In summary, our in vitro data suggest that nitrite may be more suitable than GSNO and DEANO for administration as a platelet-inhibiting agent in vivo pathophysiologic conditions as nitrite gains function in the presence of RBCs (as found in vivo) whereas GSNO and DEANO lose function. However, our in vitro results would have to be verified in vivo. Nitrite also reduces RBC damage due to calcium influx and adhesion of circulating blood cells. We suggest nitrite can be used as an effective, targeted NO delivery agent to areas of low oxygen tension, particularly in the microcirculation and venous system. The targeted nature of nitrite bioactivation can be harnessed in conditions where hypoxia is an issue such as SCD, shock, diabetes and other conditions.

Author contributions

NW, MTG, MAM, VV, and DBK-S designed the research. NW, SB, HWK, CAB, DO, AP, NB, and AJ performed the research, DBK-S, VV, NW, SB, MTG, ER, and DLC analyzed and interpreted data. NW, SB, VV, and DBK-S wrote the manuscript with help from all other authors.

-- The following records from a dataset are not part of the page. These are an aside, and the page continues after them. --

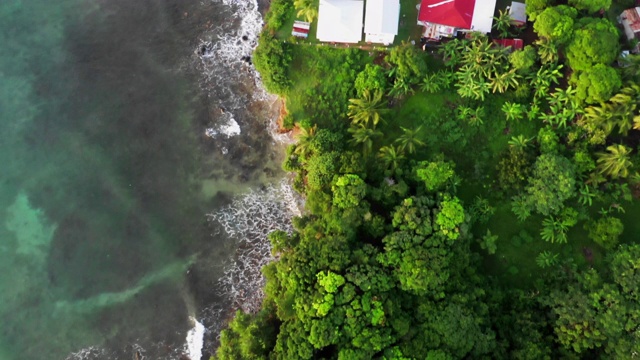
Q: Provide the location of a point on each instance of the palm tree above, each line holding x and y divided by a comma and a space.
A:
476, 118
519, 142
304, 138
513, 111
502, 82
400, 87
409, 139
306, 9
368, 109
554, 230
502, 23
451, 51
391, 156
430, 84
546, 259
547, 50
364, 135
463, 112
615, 162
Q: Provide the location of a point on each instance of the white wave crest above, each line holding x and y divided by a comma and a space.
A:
195, 340
248, 220
229, 128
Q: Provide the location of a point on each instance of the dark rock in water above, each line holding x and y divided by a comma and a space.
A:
205, 49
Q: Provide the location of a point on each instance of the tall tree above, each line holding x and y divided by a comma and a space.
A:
410, 139
615, 162
364, 135
368, 109
391, 156
304, 141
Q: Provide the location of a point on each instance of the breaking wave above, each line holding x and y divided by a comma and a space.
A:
248, 220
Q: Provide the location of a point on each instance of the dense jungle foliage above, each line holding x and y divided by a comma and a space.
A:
469, 203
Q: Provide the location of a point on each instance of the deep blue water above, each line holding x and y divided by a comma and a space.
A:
107, 173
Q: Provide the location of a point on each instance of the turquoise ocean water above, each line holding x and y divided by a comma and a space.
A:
107, 170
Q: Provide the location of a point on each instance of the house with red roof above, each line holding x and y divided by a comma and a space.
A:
446, 17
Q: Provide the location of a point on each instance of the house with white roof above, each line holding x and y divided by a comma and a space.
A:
518, 13
340, 21
445, 17
630, 21
381, 21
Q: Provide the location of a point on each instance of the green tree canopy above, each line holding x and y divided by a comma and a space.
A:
409, 63
435, 174
524, 59
373, 78
556, 23
552, 183
595, 41
591, 6
605, 231
535, 7
597, 84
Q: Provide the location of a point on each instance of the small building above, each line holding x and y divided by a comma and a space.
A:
381, 21
300, 29
630, 21
444, 17
518, 13
340, 21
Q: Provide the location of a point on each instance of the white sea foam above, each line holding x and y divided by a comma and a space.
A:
92, 352
228, 129
195, 340
248, 220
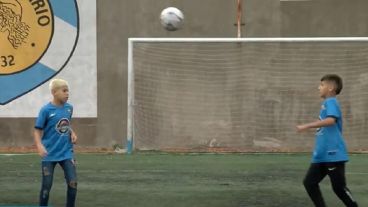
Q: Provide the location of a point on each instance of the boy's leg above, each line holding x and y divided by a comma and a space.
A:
311, 183
336, 172
71, 180
47, 177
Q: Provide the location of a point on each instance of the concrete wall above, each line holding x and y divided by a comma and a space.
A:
117, 20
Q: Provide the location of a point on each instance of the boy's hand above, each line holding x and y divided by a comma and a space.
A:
74, 138
41, 150
301, 128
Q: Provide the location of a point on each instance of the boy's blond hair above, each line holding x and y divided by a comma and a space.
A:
57, 83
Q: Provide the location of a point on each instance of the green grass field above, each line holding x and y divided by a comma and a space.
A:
178, 180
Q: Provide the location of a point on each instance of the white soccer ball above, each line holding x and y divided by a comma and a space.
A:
172, 18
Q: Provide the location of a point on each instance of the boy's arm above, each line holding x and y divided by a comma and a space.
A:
73, 136
317, 124
37, 138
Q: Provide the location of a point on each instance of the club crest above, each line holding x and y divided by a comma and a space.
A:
37, 39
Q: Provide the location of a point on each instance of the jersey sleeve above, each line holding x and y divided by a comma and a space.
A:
41, 119
332, 109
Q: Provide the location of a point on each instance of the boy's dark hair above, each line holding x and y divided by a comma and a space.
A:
335, 79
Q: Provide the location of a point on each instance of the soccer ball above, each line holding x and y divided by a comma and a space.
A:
172, 18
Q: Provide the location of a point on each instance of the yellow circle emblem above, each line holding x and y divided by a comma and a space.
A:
26, 29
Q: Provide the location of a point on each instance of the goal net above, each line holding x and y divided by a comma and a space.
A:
241, 94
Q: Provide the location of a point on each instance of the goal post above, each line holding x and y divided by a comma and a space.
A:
239, 94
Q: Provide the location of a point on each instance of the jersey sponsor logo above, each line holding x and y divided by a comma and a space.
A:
63, 126
37, 39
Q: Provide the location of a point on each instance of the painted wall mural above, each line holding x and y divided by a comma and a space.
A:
42, 39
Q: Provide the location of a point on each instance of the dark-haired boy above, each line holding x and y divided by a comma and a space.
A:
330, 152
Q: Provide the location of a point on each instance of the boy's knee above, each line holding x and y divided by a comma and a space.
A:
309, 185
45, 193
73, 184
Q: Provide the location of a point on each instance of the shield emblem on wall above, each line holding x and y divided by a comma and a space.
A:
37, 39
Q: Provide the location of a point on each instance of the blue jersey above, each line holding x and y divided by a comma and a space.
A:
54, 121
330, 145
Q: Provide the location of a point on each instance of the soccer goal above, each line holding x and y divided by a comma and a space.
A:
240, 94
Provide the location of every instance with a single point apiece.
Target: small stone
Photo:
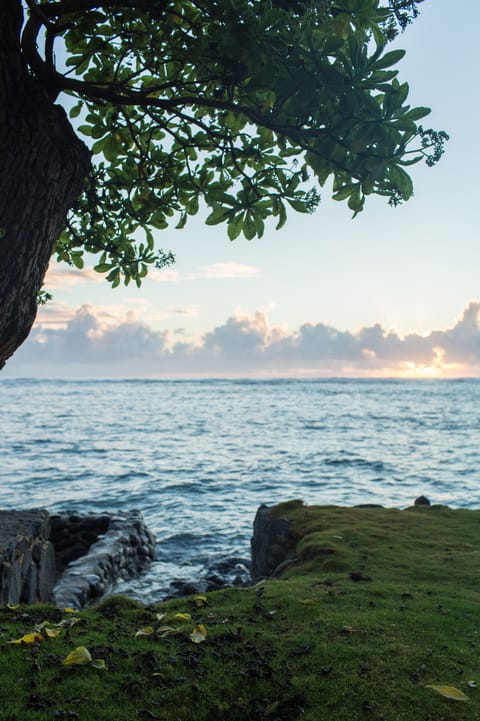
(422, 501)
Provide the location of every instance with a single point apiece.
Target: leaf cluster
(244, 106)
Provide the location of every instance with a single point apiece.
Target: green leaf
(402, 179)
(219, 215)
(234, 227)
(249, 227)
(417, 113)
(388, 59)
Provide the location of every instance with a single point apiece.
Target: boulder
(272, 545)
(27, 557)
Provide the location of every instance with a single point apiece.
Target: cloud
(60, 277)
(217, 271)
(105, 342)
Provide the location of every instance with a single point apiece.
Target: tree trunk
(43, 166)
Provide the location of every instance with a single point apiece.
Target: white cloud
(111, 342)
(219, 271)
(62, 277)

Disclosures and conflicts of interest

Drs. Kim-Shapiro and Gladwin are listed as a co-inventor on a patent related to use of nitrite in cardiovascular conditions. Dr. Kim-Shapiro owns stock in and serves on the scientific advisory board for Beverage Operations LLC which has licensed Wake Forest University intellectual properties and thus has a financial interest in Beverage Operations LLC.